The aim of this work is to study methods of 3-(2-N-(aryl,acyl)amino-5-methyl-1,3-thiazol-4-yl)-2H-chromen-2-ones preparation and their antimicrobial activity.

Materials and methods. 1Н NMR spectra were recorded on Varian Mercury-200 (200 MHz), 13C NMR spectra were acquired on Bruker Avance 500 1H NMR (500 MHz) and 13C NMR (125 MHz) in DMSO-d6 and CDCl3. LC-MS analysis of compounds was performed on an Agilent 1100 HPLC instrument with chemical ionization at atmospheric pressure (APCI).
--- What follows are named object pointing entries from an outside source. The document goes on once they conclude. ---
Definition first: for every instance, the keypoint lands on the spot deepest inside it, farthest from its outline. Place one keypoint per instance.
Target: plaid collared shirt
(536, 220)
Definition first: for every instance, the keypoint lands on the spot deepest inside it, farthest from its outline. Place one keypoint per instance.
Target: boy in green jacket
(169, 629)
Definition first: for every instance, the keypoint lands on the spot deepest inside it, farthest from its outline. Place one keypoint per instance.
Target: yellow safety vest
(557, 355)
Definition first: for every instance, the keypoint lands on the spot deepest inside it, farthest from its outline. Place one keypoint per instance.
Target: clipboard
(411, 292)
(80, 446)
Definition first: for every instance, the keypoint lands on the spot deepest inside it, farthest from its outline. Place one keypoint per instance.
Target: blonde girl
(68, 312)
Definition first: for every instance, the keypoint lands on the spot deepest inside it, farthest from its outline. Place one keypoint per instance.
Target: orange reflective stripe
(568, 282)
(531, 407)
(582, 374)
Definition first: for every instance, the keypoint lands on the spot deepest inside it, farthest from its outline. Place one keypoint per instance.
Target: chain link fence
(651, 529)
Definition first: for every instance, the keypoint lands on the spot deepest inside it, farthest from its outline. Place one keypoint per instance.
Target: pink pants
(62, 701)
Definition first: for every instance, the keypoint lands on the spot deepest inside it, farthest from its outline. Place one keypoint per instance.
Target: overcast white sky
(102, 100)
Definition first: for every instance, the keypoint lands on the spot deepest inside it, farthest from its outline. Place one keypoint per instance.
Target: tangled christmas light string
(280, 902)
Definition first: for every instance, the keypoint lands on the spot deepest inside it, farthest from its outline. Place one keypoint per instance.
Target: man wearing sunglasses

The study of antimicrobial activity of compounds was performed by agar well diffusion method. The docking studies were performed using Autodock Vina.

Results and discussion. The interaction of 3-(2-bromopropanoyl)-2H-chromen-2-ones with N-substituted thioureas produced novel derivatives of 3-(2-N-(aryl,acyl)amino-5-methyl-1,3-thiazol-4-yl)chromen-2-ones. The study of antimicrobial activity of the obtained compounds allowed to identify active samples against E. сoli and P. aeruginosa strains. Among the tested compounds, 8-methoxy-3-{2-[(2-methoxyphenyl)amino]-5-methyl-1,3-thiazol-4-yl}-2H-chromen-2-one showed higher activity than the reference drug Streptomycin against E. coli strain. Some compounds showed high activity against P. aeruginosa. Docking studies of the synthesized compounds indicated that they can bind in the active site to bacterial tRNA (guanine37-N1)-methyltransferase.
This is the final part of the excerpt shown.